[MOBY-l] MOBY at NCGR/CSHL- intro to ISYS and its conceptual relationship to MOBY

Thu Oct 3 23:12:17 UTC 2002

Hi Mark-

> I picked the one thing that I could respond to quickly - I'll have to
> chew on the rest of it for a while...

Wise choice, I think. I've been hoping to carry on the conversation in
more manageable pieces... Even this "simple" point will probably end
up generating a lot of discussion!

>
> >I have deliberately singled out the
> >"id" here, since you've put it at the root of the whole moby_class hierarchy.
> >While there may be other reasons for insisting on an id for all objects
> >in the system, in terms of its use as a "lookup", it really seems only relevant
> >for services that want to do a retrieval of information using that key.
> >
> >
> >
> I have to disagree, but only because we are putting different emphases
> on the idea of an "id".  The root of the class hierarchy is actually the
> Triple <Instance/Namespace/ID>.  In services which require only
> sequences (e.g. a service which calculates GC content or something like
> that) you are right in saying that the service doesn't need an ID.
>  However, we *do* need an ID if we are submitting a large number of
> sequences to that service (in a single transation) and receiving a large
> number of results in response.  The ID is the way to match the input
> with its output... especially since we do not guarantee that the service
> will provide a result for every input that it is given.
>
> Namespaces and ID's can be entirely arbitrary, and in these cases can be
> used by the Client for local "bookkeeping" , or they can be meaningful,
> such as when you have a retrieve service which requires a genbankGI
> number as input.  This is why the namespace parameter is optional during
> service registration - if the service doesn't care, then it just leaves
> that parameter out and is thus "discovered"  by anyone who has the
> correct object *type* in their hands, regardless of that object's namespace.

The main point I was trying to make in my earlier message
was not really about whether the concept of identification should be
made central to the data representation. It was really about how
one should be careful to identify "orthogonal concepts" in your
data modelling, and to avoid tangling them up together in your
ontology.
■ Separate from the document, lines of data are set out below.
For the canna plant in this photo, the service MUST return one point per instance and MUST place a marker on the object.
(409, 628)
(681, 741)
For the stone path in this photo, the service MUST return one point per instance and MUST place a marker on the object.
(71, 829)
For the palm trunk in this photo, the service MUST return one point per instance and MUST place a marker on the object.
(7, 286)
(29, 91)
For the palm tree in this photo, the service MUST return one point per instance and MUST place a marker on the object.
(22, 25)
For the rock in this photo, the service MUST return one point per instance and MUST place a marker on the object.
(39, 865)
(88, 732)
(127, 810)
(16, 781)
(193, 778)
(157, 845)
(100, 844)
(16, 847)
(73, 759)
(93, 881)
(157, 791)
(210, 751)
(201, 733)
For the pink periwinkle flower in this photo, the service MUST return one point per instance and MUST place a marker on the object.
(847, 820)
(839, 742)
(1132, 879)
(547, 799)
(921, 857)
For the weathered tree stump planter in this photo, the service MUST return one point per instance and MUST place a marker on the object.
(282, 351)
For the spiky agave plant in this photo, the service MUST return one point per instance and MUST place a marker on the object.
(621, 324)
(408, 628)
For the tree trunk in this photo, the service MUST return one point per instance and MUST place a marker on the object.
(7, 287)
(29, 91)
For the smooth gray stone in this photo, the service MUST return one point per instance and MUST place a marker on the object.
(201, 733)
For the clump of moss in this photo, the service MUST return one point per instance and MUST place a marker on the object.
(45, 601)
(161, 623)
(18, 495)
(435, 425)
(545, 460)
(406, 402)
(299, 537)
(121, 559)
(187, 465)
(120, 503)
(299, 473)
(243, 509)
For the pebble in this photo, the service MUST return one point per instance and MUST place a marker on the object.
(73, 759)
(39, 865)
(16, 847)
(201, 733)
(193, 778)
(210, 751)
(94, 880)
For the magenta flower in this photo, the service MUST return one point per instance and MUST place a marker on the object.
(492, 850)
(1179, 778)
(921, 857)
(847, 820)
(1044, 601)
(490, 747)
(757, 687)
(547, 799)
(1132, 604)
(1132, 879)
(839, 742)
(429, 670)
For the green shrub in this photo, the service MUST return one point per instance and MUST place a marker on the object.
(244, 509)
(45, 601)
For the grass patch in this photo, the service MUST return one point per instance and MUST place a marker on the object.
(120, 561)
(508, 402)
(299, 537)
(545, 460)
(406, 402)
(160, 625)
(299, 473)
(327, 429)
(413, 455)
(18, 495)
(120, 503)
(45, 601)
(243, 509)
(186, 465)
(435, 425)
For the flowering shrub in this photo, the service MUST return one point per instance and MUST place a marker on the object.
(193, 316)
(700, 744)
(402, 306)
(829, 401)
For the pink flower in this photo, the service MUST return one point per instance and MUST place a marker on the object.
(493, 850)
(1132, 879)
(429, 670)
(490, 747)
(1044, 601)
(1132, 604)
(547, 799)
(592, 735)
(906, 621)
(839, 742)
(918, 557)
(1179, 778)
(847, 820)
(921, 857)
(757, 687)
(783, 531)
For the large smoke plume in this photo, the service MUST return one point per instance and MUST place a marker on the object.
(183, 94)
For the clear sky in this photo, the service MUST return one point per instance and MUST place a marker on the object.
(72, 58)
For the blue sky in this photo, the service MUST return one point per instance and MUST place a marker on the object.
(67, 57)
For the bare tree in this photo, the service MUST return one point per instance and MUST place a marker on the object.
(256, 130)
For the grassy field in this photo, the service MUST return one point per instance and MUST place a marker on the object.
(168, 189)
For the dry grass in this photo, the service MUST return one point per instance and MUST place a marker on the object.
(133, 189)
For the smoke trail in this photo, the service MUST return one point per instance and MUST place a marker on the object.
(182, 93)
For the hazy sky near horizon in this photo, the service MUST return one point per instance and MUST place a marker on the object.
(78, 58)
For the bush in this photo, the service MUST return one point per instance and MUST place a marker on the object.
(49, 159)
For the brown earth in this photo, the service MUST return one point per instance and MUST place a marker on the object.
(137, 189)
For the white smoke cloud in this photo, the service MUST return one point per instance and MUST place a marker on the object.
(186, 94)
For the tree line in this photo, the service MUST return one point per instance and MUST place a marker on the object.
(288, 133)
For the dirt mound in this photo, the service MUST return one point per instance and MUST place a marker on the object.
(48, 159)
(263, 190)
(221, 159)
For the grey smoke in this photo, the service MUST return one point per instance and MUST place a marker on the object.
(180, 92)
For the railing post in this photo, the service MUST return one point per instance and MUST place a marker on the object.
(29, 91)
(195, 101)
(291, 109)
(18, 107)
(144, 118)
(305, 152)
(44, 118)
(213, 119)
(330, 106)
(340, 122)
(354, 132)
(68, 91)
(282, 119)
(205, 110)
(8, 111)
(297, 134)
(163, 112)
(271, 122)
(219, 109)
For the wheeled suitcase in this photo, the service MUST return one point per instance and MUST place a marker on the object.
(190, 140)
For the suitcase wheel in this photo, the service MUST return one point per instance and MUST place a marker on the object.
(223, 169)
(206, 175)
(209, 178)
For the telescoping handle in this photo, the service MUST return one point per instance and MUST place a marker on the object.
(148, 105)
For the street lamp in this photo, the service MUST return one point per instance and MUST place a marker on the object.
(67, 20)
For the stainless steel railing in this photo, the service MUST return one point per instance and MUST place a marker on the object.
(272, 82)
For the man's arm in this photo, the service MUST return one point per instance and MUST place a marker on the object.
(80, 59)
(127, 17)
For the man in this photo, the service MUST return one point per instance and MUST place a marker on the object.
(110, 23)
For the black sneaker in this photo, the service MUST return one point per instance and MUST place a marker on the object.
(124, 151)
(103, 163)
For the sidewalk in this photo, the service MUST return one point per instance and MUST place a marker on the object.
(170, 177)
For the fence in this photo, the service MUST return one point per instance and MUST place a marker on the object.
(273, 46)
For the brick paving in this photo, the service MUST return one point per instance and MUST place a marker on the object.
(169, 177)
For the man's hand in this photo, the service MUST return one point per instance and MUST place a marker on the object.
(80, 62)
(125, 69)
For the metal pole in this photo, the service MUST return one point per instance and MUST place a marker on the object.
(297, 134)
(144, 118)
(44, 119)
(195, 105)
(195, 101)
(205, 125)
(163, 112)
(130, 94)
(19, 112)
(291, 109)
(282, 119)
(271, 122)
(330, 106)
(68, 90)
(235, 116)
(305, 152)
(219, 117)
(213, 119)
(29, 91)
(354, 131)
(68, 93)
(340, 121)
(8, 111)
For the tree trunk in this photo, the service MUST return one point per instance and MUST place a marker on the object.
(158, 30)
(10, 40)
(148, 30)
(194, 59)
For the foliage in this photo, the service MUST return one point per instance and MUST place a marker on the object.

I should probably have steered clear of the triple, since I
figured something like what you are describing was at the root of
it. So, just to make sure the main point isn't missed (before I
turn my attention back to the triple!), let me give a different
example of what I mean. I'm going to take an imperfect example from the
moby_classes file, but I may well be misinterpreting the intention
of the representation there, but don't focus too much on whether I'm
mischaracterizing the intention there, let's just see whether we agree
on the basic principle.

Polymorphism    [type {snp, indel, deletion, insertion, reversion} start, end, DNASequence]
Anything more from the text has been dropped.